The applicant also complains under Articles 6 and 13 that he had no effective remedy from the decisions of the Penitentiary Commission imposing on him the special regime and that the proceedings were unfair. He submits the he was no real justification for the imposition of the regime on him and that the commission based on press articles containing untrue information about his criminal activities. The applicant further complains that his appeal against the decision to extend the regime of 10 April 2012 was examined only on 1 August 2012, while it the meantime another decision extended application of the dangerous detainee regime on him on 6 July 2012.
QUESTIONS TO THE PARTIES
1. Having regard to the cumulative effect of the “dangerous detainee” regime imposed on the applicant from 19 May 2005 and 27 March 2013, has he been subjected to treatment contrary to Article 3 of the Convention? The parties are requested to refer in their observations to the leading judgment of Piechowicz v. Poland , no. 20071/07, 17 April 2012.
2. Having regard to the applicant ’ s complaint about a lack of fair trial in the proceedings before the penitentiary commission and a lack of an effective remedy against the decisions of the penitentiary commission to impose and extend the dangerous detainee regime:
a) Did the applicant have a fair hearing in the determination of his civil rights and obligations in accordance with Article 6 § 1 of the Convention? Reference is made to the case of Enea v. Italy [GC], no. 74912/01, § 107, ECHR 2009.

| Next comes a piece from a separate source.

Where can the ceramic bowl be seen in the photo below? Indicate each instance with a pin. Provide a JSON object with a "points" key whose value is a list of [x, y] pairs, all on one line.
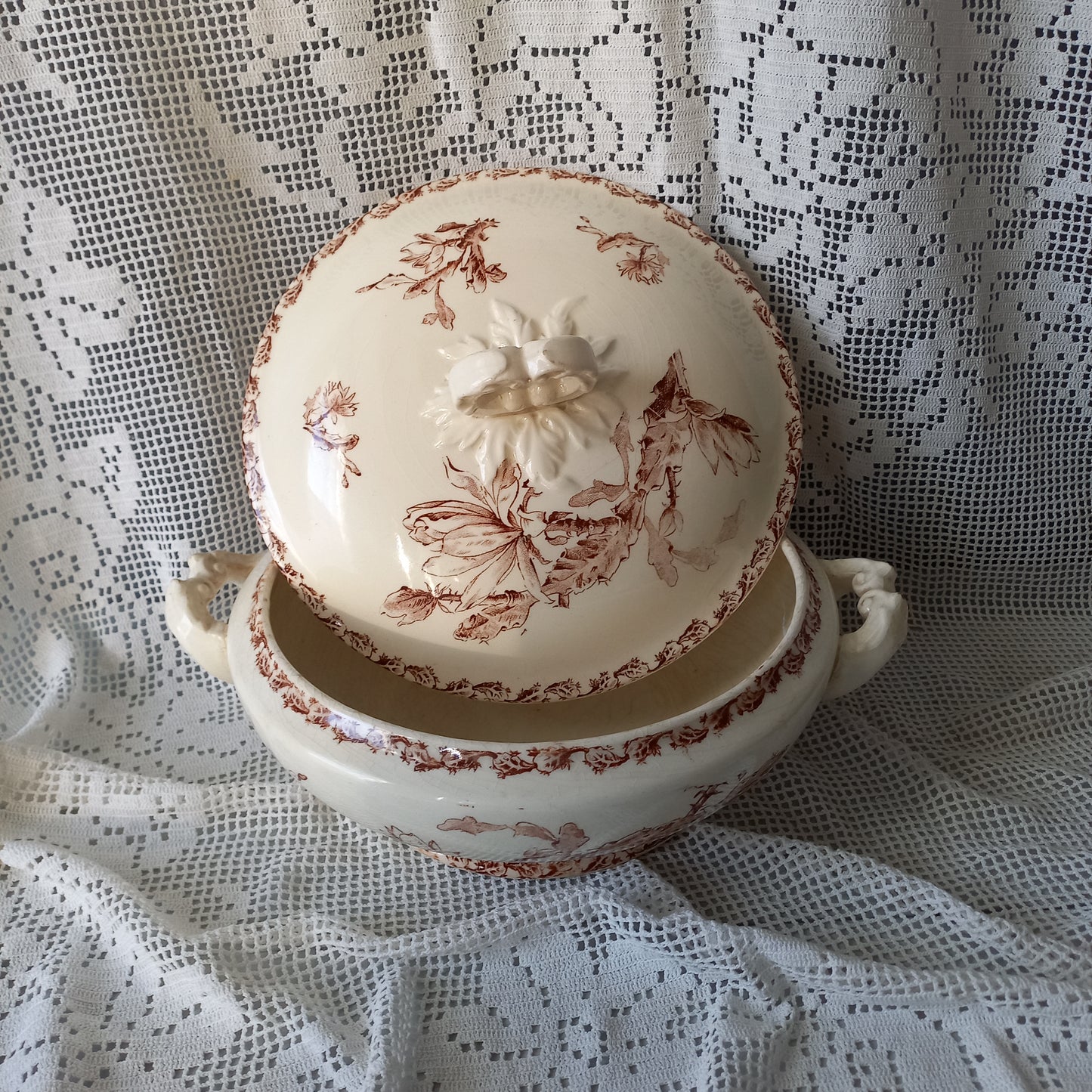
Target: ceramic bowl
{"points": [[524, 435], [547, 790]]}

b) Did the applicant have at his disposal an effective domestic remedy as required by Article 13 of the Convention?
The Government are invited to submit a copy of the reasoned judgments given in the criminal proceedings against the applicant (of 18 May 2005, 21 September 2005 and 5 November 2007) and copies of decisions of the Remand Centre Penitentiary Commissions given between 2005 and 2010 as well as copy of the decision of 27 March 2013 lifting the regime.